The rise of the smartphone during the 2010s shifted childhood away from play-based experiences, where kids interacted face-to-face, to a phone-based lifestyle that largely lives online, says Zach Rausch, a research scientist at New York University and co-author of The Anxious Generation: How the Great Rewiring of Childhood is Causing an Epidemic of Mental Illness.
This phone centrality has devastated kids' capacity to learn and flourish, Rausch points out. In 2009, about 50% of American high schoolers used social media daily, and that number rose to 75% in 2012. Conversely, a 2022 Pew Research report found that nearly half of teens were online almost constantly.
“They're spending seven to nine hours on average per day, on screens, for entertainment, and just about five hours per day on social media platforms,” Rausch says.
All that screen time means kids aren’t doing one of the most important activities for health: interacting in person.
“Time with family, time doing almost absolutely everything, is being pushed out because these platforms are specifically designed to maximize engagement. They're designed to keep users hooked to their phone throughout the day. And so we're constantly being pulled away from the real world, where we develop skills.”

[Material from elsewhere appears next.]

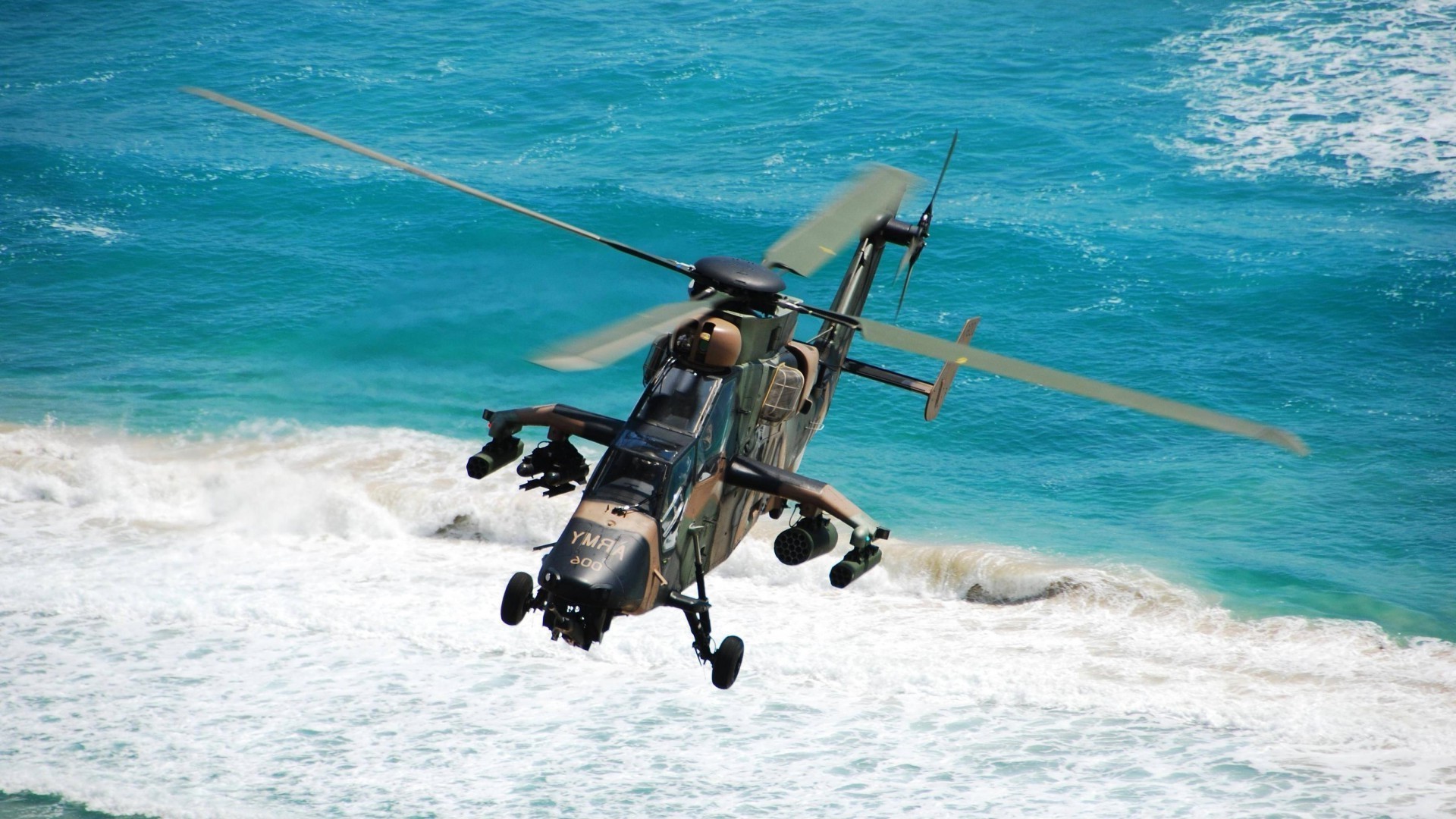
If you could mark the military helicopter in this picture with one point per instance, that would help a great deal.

Raush emphasizes that it’s important to remember what it’s like to be a teenager — that means trying to fit in with friend groups and undergoing physical and emotional changes.
“It's a very insecure time, and our brains are not fully developed, and we're super sensitive to social cues. So what happens when social media changes from before 2010 — it's typically more about social networking … you can post pictures of cats or whatever (with your friends), you're on a laptop. Now, you have new kinds of platforms, where you have a front-facing camera on your phone, you are platforming yourself to an audience to be judged, so likes and retweets. And now you can compare your numbers to your friends’ numbers. And it's not just with your friends, it's now with the whole world. This is what's changed. It’s that we’re all now standing on a stage, 24/7, being judged by the world.”
While online spaces can provide a much-needed community for marginalized groups, Rausch says apps like Instagram and TikTok were not created with those ideals in mind: “They are not designed for the wellbeing of really anyone, and especially not kids who are already struggling. So TikTok, for example, is not designed to foster human connection. It's designed to keep you hooked, to watch very short videos of people over and over again.”
So what can help kids and parents? Rausch offers four recommendations: no smartphones until age 14, no social media until age 16, a push for phone-free schools, and a return to play-based lifestyles for kids.
The fourth recommendation might be difficult to achieve, but he points out, “At the same time that kids were moving on to this immersive virtual world, we were clamping down on kids' abilities to be out and playing unsupervised out in the real world.”